NZ has purchased enough Pfizer vaccines for their entire population of five million. Their PM said, “the decision to make Pfizer the country’s primary vaccine provider was taken after it was shown to be about 95 per cent effective at preventing symptomatic infection”.
Australians need to ask why we are not all receiving the best Covid vaccines, like NZ, Israel, Singapore and the US? Will we go from being top of the list for handling the vaccine but end up towards the bottom of the list for vaccine rollout, with only a partially immune population?
Hong Kong is delaying its ordered shipments of the AstraZeneca vaccine and is “considering buying a new type of vaccine that may offer better protection”.
Australians need to be told which vaccine we are to be given. We should be offered a choice, even if it does mean a delay of a few months. For those willing, is a three-month wait for the Pfizer much different to the 12 weeks for the second dose of AstraZeneca?
There was plenty of early advice against AstraZeneca:
“The president of the Australian and New Zealand Society for Immunology, Prof Stephen Turner, told Nine media that Australia should halt the AstraZeneca vaccine rollout because it has ‘lower efficacy’. ‘You cannot rely on it to establish herd immunity,’ he said.”
Also here: “Herd immunity is the end game for the pandemic, but the AstraZeneca vaccine won’t get us there”.
In describing the rollout as an epic fail, former PM, Kevin Rudd, writes: “Early warnings that Australia should diversify its vaccine portfolio and avoid putting too many eggs in the AstraZeneca basket have been proven right.”
The blood clot risk of AstraZeneca is amazingly low and arguably not a good enough reason to reject it. The reason it should be rejected is that it is not as good as other options in providing immunity: Pfizer is the NBN equivalent of ‘fibre to the home’ while AstraZeneca is the NBN equivalent of ‘fibre to the node’.
We note that the data show that both AstraZeneca and Pfizer provide full immunity against hospitalisation and death. Rather, it is for mild to moderate cases and long Covid where Pfizer is far more effective.
Our vaccine rollout might be salvageable
There is no need for Covid haste in Australia. We have time to achieve the best.
With vaccine hesitancy a problem and a rollout based mainly around AstraZeneca, Australia would struggle to reach herd immunity. Now that more people can receive Pfizer this hesitancy might be overcome with people knowing that they will have higher protection through a remarkable vaccine.
Unless we intend to live under a mushroom, all of us will encounter infectious situations once international borders open up and infections are introduced into the community. That could be on public transport, at airports, in restaurants, at school or university, day-to-day shopping or at a gathering with friends. In infectious situations, with AstraZeneca, the risk of hospitalisation or death might be close to zero, but the risk of catching Covid will be somewhat higher than if vaccinated with Pfizer.
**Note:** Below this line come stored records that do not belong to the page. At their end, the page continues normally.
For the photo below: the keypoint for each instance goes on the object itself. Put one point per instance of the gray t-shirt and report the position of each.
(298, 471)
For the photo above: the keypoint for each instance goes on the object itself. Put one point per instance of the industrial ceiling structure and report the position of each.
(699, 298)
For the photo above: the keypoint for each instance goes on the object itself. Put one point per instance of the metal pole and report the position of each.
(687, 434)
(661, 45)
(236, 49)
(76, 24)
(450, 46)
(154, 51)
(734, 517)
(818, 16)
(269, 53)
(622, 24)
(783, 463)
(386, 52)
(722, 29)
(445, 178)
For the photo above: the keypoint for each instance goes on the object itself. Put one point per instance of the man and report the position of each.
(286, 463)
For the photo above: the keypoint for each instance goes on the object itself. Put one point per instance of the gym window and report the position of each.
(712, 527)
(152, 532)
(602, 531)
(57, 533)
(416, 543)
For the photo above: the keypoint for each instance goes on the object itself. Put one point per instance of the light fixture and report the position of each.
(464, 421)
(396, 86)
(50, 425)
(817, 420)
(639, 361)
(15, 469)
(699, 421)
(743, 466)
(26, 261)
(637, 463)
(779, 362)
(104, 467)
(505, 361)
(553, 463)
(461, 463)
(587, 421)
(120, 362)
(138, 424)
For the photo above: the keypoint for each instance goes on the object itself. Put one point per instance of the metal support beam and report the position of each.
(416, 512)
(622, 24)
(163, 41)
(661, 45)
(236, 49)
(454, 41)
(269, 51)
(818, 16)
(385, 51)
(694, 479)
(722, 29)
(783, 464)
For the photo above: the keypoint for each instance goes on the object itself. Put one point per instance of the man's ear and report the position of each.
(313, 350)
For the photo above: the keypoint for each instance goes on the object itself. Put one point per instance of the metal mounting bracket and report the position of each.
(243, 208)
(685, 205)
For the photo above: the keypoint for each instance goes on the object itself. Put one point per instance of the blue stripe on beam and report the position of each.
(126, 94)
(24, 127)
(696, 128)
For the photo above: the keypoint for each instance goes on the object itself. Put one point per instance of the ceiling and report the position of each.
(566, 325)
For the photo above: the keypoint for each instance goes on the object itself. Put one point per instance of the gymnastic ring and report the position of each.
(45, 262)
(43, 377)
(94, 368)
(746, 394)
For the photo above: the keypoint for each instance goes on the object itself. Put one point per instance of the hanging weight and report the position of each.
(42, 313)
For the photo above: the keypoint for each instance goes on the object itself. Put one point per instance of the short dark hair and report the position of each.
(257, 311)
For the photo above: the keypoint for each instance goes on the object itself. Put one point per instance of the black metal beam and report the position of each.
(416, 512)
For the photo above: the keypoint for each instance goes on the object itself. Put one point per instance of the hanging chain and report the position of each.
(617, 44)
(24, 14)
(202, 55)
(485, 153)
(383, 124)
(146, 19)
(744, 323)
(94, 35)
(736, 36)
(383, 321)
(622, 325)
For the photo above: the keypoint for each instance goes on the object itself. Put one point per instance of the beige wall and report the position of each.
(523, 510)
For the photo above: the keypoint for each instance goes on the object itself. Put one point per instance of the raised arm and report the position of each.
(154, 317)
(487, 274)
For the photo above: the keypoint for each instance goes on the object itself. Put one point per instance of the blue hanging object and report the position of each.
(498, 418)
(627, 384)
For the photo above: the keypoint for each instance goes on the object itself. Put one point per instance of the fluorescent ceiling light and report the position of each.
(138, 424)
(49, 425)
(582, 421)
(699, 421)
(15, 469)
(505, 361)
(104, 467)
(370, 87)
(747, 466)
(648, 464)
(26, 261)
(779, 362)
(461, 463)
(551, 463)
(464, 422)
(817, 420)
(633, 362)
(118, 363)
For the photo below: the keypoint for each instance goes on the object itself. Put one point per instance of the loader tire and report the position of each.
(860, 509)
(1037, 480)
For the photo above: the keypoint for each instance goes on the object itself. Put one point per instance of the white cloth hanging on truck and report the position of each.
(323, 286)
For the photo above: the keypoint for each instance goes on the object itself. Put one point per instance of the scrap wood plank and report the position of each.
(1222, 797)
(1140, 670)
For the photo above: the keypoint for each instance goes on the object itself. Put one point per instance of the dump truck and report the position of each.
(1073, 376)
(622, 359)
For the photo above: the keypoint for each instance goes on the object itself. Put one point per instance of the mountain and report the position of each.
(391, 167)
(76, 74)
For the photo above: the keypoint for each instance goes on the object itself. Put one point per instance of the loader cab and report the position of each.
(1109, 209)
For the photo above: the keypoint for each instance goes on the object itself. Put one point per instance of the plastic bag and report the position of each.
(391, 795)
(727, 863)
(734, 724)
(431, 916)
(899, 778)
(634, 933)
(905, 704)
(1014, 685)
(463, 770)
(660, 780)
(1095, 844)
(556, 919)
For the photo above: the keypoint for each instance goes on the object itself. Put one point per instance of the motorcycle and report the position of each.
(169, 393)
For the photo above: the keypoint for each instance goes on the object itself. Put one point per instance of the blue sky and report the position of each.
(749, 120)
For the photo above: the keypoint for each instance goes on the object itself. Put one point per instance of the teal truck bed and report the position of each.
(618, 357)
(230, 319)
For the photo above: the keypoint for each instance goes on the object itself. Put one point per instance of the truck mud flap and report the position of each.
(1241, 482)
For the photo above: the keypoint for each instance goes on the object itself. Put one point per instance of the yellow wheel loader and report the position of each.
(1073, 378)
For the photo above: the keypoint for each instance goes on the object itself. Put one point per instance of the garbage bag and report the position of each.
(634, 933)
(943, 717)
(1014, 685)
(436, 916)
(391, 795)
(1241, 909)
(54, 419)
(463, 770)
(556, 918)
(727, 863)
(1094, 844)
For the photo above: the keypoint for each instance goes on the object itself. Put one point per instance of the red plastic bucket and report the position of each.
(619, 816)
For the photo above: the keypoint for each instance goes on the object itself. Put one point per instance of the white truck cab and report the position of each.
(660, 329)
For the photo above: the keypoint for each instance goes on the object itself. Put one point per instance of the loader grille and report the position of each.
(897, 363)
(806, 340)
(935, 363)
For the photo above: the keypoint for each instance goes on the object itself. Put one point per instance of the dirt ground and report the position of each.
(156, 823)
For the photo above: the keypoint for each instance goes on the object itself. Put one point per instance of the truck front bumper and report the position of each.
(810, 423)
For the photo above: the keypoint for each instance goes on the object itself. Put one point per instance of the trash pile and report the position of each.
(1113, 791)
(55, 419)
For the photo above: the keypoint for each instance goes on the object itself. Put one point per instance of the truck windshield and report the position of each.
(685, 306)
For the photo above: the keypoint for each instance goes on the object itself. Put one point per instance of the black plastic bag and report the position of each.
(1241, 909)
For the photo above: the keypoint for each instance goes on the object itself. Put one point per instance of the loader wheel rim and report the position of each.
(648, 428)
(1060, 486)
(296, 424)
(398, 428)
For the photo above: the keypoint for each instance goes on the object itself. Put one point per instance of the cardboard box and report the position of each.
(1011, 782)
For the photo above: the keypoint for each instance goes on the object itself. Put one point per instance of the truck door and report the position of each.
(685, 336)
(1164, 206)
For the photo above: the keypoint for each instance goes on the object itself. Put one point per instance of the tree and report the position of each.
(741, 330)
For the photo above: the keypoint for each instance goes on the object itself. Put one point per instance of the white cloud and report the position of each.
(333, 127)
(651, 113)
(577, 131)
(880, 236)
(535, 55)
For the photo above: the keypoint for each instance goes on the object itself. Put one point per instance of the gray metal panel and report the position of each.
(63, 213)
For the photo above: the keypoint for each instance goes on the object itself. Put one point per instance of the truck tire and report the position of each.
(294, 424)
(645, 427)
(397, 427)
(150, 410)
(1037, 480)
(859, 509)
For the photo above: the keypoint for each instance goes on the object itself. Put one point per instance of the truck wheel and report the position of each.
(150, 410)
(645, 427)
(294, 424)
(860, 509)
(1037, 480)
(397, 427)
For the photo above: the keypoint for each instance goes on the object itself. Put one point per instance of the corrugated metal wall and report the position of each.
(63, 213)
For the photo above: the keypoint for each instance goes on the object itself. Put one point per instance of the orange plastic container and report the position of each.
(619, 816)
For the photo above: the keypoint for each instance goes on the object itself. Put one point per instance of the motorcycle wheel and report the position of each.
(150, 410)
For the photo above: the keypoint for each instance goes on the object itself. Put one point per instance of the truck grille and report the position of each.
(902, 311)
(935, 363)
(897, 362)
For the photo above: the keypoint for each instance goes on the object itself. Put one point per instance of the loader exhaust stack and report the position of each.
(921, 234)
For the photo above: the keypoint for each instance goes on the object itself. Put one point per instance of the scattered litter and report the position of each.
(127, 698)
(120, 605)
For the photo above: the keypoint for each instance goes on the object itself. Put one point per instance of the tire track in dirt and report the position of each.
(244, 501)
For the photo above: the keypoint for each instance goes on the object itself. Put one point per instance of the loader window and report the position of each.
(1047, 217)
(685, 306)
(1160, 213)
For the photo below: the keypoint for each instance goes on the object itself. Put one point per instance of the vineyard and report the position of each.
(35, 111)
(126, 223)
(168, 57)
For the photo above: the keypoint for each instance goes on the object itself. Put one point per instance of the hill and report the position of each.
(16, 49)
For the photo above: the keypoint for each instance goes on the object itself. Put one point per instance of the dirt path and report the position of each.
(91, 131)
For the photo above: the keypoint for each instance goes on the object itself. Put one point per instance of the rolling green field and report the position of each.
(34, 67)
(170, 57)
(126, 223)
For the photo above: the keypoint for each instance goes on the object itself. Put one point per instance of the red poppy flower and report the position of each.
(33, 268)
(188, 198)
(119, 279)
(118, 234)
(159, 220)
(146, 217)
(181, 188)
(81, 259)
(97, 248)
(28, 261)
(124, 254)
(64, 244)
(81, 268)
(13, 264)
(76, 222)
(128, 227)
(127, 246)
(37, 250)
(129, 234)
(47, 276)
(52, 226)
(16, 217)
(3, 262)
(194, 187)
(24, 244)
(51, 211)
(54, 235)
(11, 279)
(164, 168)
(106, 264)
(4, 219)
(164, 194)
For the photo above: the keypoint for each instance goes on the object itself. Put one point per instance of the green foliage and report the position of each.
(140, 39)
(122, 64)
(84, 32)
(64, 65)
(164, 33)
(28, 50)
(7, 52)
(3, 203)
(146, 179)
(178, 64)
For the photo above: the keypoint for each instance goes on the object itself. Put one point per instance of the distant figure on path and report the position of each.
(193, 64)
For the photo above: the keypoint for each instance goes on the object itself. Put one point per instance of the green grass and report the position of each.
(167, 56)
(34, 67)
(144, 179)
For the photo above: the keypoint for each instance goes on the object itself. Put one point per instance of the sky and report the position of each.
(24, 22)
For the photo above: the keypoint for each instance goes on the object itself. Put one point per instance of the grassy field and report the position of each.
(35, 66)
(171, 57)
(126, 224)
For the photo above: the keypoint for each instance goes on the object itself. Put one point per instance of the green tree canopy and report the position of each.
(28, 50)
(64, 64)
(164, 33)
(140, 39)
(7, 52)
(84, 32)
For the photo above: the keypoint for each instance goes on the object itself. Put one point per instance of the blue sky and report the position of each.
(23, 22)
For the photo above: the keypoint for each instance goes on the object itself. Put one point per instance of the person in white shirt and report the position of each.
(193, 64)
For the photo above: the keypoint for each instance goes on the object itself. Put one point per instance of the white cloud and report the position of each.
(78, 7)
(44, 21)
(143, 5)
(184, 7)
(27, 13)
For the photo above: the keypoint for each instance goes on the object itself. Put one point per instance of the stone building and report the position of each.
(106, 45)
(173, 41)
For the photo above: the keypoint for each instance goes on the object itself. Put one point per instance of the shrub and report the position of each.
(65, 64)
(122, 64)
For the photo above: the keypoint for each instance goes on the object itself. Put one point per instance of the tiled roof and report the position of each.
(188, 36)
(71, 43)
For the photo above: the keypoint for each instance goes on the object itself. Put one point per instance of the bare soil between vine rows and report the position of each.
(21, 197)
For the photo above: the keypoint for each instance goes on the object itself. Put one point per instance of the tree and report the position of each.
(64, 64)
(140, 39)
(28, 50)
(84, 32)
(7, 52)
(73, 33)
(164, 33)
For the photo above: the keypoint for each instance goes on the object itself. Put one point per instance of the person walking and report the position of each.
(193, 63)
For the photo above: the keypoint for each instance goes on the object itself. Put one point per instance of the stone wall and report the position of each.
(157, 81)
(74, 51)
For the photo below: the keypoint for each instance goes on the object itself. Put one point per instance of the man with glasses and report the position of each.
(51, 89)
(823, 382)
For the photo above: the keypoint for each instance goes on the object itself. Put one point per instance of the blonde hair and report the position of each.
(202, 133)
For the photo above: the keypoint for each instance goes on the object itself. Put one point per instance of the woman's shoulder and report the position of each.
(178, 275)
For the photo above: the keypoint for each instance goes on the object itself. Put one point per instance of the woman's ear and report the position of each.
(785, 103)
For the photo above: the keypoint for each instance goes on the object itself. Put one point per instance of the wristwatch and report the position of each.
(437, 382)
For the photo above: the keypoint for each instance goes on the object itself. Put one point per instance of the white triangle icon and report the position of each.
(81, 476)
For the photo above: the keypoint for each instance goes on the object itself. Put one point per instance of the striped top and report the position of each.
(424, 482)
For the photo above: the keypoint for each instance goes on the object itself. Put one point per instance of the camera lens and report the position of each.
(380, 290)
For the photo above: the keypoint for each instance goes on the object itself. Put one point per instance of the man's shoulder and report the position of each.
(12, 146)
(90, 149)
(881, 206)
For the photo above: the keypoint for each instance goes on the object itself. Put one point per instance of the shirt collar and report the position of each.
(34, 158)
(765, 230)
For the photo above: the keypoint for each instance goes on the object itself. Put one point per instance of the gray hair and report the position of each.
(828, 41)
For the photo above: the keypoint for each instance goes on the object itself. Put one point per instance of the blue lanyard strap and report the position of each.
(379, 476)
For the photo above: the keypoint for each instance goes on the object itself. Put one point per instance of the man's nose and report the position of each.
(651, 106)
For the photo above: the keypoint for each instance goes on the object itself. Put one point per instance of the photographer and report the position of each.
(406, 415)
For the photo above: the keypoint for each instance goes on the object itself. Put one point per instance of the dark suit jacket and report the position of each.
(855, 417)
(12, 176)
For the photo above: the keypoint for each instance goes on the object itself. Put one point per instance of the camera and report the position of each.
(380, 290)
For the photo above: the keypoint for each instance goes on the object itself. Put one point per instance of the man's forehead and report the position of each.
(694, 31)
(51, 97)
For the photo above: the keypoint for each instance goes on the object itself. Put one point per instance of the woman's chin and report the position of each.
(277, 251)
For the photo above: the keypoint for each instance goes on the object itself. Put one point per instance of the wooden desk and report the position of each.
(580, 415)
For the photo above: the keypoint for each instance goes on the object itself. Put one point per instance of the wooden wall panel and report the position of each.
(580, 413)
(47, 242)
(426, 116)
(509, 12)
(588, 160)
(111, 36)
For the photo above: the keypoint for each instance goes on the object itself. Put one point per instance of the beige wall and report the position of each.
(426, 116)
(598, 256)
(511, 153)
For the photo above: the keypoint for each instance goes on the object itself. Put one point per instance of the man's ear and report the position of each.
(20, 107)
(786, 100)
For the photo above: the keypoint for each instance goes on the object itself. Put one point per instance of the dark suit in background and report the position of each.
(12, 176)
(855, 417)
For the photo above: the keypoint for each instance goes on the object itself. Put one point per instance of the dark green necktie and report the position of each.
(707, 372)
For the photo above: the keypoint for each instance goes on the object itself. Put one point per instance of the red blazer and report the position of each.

The federal government needs to transition to use only high efficacy vaccines. There are four major reasons:
– To ensure we reach herd immunity,
– to protect individuals from mild to moderate illness, and long-term Covid in particular,
– to avoid a society divided on the basis of vaccine status,
– to optimise international travel and economic performance.
The federal government can easily fix all these problems by offering Pfizer or equivalent to everyone who wants it. The greater transportability of Pfizer and the extra 20 million doses on order – assuming delivery comes through – point to this being achievable, and within a reasonable time frame.
It means we can all choose to have the same vaccine as our PM had.
In the meantime, our nearest neighbour, PNG, with a rampant infection rate that has to be defeated, desperately needs the millions of AstraZeneca doses which we will no longer need.